Readability#
The readability component adds the following readabiltiy metrics under the ._.readability attribute to Doc objects.
Note
Note, that the hyphenation module (Pyphen) does not support all languages. If the language is not supported, a warning will be raised and np.nan will be set as the value for metrics requiring hyphenation.
Gunning-Fog, is a readability index originally developed for English writing, but works for any language. The index estimates the years of formal education needed to understand the text on a first reading. A Gunning-Fog index of 12 requires the reading level of a U.S. high school senior (around 18 years old). The formula for calculating the index is:
Grade level = 0.4 × (ASL + PHW)
Where ASL is the average sentence length (total words / total sentences), and PHW is the percentage of hard words (words with three or more syllables).
Note: requires hyphenation.
SMOG, or Simple Measure of Gobbledygook, is a readability formula that estimates the years of education required to understand a piece of writing. It primarily focuses on the complexity of words, using the number of polysyllabic words in the text. The formula is:
SMOG Index = 1.043 × √(30 × (hard words / n_sentences)) + 3.1291
Note: requires hyphenation.
Flesch reading ease, is a readability score that indicates how easy a text is to read. Higher scores indicate easier reading, while lower scores indicate more difficult reading. The score is calculated using the following formula:
Flesch Reading Ease = 206.835 - (1.015 × ASL) - (84.6 × ASW)
Where ASL is the average sentence length and ASW is the average number of syllables per word.

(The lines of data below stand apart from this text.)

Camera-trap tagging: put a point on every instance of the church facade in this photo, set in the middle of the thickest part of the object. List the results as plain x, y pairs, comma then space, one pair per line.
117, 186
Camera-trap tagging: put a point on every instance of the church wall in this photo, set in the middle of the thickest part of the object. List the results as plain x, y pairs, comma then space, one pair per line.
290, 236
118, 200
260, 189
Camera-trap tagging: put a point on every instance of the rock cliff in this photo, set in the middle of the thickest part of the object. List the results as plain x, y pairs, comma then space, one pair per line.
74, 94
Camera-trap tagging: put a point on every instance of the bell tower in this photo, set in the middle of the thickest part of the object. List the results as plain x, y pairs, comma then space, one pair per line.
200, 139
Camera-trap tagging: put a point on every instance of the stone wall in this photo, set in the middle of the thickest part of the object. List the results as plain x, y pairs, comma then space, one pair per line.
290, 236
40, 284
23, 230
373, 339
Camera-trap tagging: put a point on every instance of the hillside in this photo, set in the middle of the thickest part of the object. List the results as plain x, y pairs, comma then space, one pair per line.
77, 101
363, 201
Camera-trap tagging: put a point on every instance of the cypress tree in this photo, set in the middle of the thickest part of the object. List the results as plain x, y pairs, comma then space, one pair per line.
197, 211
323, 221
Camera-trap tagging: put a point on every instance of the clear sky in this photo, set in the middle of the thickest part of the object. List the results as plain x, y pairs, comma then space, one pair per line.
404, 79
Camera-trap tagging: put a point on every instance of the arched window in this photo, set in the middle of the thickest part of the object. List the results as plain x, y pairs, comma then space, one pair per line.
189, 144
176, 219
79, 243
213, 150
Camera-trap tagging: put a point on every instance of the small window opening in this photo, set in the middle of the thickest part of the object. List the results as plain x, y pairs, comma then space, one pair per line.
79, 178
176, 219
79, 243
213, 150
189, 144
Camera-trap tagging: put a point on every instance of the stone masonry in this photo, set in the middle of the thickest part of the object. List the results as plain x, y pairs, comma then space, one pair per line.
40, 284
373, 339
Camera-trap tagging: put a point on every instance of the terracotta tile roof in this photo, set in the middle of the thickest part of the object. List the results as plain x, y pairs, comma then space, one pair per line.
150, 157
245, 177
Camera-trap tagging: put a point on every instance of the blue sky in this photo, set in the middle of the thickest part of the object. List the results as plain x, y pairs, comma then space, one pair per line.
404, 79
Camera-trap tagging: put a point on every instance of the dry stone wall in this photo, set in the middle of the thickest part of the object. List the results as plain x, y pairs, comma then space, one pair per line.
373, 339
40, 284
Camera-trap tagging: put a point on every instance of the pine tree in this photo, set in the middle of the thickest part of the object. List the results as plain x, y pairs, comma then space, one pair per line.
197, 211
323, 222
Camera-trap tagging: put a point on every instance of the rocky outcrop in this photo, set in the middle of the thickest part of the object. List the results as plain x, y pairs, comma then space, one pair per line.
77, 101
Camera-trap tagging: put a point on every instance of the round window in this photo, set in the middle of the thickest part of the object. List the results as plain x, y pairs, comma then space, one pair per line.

Note: requires hyphenation.
Flesch-Kincaid grade, is a readability metric that estimates the grade level needed to comprehend a text. It is based on the average sentence length and average number of syllables per word. The formula is:
Flesch-Kincaid Grade = 0.39 × (ASL) + 11.8 × (ASW) - 15.59
Note: requires hyphenation. Also note that some other tools include punctuations as a word in the Flesch-Kincaid grade calculation which leads to different scores. We believe this is not the intended behavior and only include tokens that are not punctuation in the calculation. Be sure to use the same tool if comparing scores.
Automated readability index, is a readability test that calculates an approximate U.S. grade level needed to understand a text. It is based on the average number of characters per word and the average sentence length. The formula is:
ARI = 4.71 × (n_chars / n_words) + 0.5 × (n_words / n_sentences) - 21.43
`Coleman-Liau index <https://en.wikipedia.org/wiki/Coleman%E2%80%93Liau_index>`___, is a readability test that estimates the U.S. grade level needed to understand a text. It is based on the average number of letters per 100 words and the average number of sentences per 100 words. The original formula is:
CLI = 0.0588 × L - 0.296 × S - 15.8
Where L is the average number of characters per 100 words and S is the average number of sentences per 100 words. In our implementation we average over the entire text instead of just 100 words.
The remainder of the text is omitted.